PERFORMANCE IMPROVEMENTS

  • More use has been made of R objects representing registered entry points, which is more efficient as the address is provided by the loader once only when the package is loaded.

    This has been done for packages base, methods, splines and tcltk: it was already in place for the other standard packages.

    Since these entry points are always accessed by the R entry points they do not need to be in the load table which can be substantially smaller and hence searched faster. This does mean that .C / .Fortran / .Call calls copied from earlier versions of R may no longer work – but they were never part of the API.
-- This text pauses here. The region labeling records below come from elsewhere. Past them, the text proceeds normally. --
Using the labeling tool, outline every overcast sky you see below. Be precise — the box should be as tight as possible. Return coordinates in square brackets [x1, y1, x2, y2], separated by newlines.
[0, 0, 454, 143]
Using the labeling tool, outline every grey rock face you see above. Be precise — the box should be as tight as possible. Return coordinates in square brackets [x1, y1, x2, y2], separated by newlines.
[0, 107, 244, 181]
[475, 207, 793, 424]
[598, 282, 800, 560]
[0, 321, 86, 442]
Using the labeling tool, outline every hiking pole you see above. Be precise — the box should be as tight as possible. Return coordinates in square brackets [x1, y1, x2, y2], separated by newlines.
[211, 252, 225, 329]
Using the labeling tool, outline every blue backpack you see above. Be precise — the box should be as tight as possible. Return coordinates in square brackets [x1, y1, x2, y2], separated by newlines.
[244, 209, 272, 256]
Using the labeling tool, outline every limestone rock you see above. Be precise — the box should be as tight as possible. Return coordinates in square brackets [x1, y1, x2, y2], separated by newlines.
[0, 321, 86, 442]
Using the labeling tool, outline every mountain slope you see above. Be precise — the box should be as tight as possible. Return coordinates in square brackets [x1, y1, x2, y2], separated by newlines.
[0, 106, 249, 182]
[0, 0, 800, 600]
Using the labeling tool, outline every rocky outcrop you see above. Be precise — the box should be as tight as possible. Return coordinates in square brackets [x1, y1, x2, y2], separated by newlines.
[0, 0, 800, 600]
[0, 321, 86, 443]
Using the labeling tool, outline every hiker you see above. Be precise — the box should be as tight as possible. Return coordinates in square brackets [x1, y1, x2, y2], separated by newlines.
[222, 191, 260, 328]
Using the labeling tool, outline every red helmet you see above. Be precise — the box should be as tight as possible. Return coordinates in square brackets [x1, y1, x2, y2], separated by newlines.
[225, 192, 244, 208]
  • Many .Call() calls in package base have been migrated to .Internal() calls.
  • solve() makes fewer copies, especially when b is a vector rather than a matrix.
  • eigen() makes fewer copies if the input has dimnames.
  • Most of the linear algebra functions make fewer copies when the input(s) are not double (e.g. integer or logical).
  • A foreign function call (.C() etc) in a package without a PACKAGE argument will only look in the first DLL specified in the ‘NAMESPACE’ file of the package rather than searching all loaded DLLs. A few packages needed PACKAGE arguments added.
  • The @<- operator is now implemented as a primitive, which should reduce some copying of objects when used. Note that the operator object must now be in package base: do not try to import it explicitly from package methods.

SIGNIFICANT USER-VISIBLE CHANGES

  • Packages need to be (re-)installed under this version (3.0.0) of R.
  • There is a subtle change in behaviour for numeric index values 2^31 and larger. These never used to be legitimate and so were treated as NA, sometimes with a warning. They are now legal for long vectors so there is no longer a warning, and x[2^31] <- y will now extend the vector on a 64-bit platform and give an error on a 32-bit one.
  • It is now possible for 64-bit builds to allocate amounts of memory limited only by the OS. It may be wise to use OS facilities (e.g. ulimit in a bash shell, limit in csh), to set limits on overall memory consumption of an R process, particularly in a multi-user environment. A number of packages need a limit of at least 4GB of virtual memory to load.

    64-bit Windows builds of R are by default limited in memory usage to the amount of RAM installed: this limit can be changed by command-line option –max-mem-size or setting environment variable R_MAX_MEM_SIZE.